We would like to thank the Reviewers and Editor for their helpful comments and suggestions.  Please kindly find our point-by-point response in the attachment.

Author Response File: Author Response.pdf

Reviewer 4 Report

It is without question that chemotherapy-induced alopecia (CIA) constitutes a significant challenge for those undergoing cancer chemotherapy.  The Authors astutely point out that many individuals would, if given the choice, prefer to lose an appendage such as their breast over loss of hair.  Likewise, the Reviewer is positively impressed by the scope of therapeutic options well-described and presently available to address the onset and progression of CIA.  Here, however, the Reviewer finds absent a number of relevant and useful data points.    

1.  While addressing vitamin D (calciferol) the role of vitamin D receptor (VDR) has been well established and extensively studied in the hair cycle. Its deficiency is also closely linked to several types of alopecia, including alopecia areata, telogen effluvium, and androgenetic alopecia (AGA).  

 

2.  Lantanoprost (analog of prostaglandin F2α) represents a potent ornithine decarboxylase inhibitor -- contradistinct from other ameliorative agents -- the drug’s mechanism is consequential and should be noted and described in the text.  

 

3. Spironolactone, a small molecule which inhibits circulating testosterone (T) operates by occupying the androgen receptor AR and thereby displacing androgenic metabolites such as 5 alpha-dihydrotestosterone (DHT), thus limiting the potential translocation and subsequent activation within nuclear transcription DNA-binding domains.  Due to its profoundly estrogenic potential, spironolactone is not indicated for use by males.  
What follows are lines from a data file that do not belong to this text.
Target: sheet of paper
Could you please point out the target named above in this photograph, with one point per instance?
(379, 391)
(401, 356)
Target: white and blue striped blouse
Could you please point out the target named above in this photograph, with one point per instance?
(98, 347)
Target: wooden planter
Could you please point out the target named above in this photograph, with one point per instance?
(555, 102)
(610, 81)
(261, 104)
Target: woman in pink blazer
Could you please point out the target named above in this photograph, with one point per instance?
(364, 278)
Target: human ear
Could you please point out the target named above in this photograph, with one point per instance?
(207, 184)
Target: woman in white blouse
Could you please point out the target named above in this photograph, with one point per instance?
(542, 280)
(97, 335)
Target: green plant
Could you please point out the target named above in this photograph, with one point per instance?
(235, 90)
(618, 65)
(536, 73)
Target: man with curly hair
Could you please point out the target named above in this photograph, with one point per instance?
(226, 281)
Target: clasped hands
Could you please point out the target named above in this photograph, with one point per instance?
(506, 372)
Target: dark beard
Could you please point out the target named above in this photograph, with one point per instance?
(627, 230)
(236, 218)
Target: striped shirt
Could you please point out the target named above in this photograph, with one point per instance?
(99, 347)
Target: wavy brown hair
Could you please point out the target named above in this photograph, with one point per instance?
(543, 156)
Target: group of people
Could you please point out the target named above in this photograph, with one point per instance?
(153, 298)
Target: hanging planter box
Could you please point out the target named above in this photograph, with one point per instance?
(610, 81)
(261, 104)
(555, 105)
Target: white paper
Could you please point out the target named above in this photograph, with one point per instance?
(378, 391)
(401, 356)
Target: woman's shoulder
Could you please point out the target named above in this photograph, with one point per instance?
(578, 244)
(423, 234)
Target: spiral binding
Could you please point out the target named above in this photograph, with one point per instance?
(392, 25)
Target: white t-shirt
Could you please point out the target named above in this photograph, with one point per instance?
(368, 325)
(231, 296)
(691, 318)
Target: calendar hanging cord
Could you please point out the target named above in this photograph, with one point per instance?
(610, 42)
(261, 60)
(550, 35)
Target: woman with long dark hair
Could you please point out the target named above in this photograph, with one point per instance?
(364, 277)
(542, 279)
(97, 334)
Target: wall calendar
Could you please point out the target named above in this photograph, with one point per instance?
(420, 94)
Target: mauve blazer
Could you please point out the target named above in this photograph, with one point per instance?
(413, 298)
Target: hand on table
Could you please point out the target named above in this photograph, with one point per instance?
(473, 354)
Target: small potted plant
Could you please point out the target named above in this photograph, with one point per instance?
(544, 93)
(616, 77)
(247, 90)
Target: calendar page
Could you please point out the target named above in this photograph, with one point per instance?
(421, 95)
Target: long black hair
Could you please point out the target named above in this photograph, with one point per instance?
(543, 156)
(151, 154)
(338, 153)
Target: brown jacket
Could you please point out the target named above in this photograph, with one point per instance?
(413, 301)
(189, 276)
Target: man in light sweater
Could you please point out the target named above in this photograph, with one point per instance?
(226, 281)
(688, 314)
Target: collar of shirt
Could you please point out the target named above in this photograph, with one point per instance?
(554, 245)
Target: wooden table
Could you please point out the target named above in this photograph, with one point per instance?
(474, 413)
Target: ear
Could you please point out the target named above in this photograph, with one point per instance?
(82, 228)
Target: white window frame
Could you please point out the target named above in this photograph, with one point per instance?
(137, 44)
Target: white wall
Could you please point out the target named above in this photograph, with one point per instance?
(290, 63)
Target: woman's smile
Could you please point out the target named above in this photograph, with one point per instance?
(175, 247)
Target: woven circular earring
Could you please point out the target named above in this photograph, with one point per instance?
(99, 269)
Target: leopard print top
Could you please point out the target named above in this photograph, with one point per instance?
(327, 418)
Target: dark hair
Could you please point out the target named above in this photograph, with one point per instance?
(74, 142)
Each of the aforementioned should be incorporated in the body of this work.  

Author Response

We would like to thank the Reviewers and Editor for their helpful comments and suggestions.  Please kindly find our point-by-point response in the attachment.

Round 2

Reviewer 3 Report

My comments have been replied to satisfaction except the methodology of the review. The authors say in their responses to comments

"This is a systematic review of current clinical trials to prevent and treat CIA, as well as approaches that have been shown effective to treat other types of alopecia which may merit further investigation for their efficacy to prevent or treat CIA. "

However, a systematic review follows the PRISMA guidelines which is not the case here. Please clarify the methology of the review. Thanks

 

Author Response

Thank you for your comments and clarification.  I am sorry for the confusion.  Our review is not a systematic review following the PRISMA Guidelines.  It was based on a search of clinical trials on chemotherapy-induced alopecia in the clinicaltrials.gov database on Jan. 25th, 2023, all 32 of them, and a literature review of approaches that may prevent alopecia or promote hair regrowth after chemotherapy which are currently being assessed and those we think should be assessed that may benefit chemotherapy patients.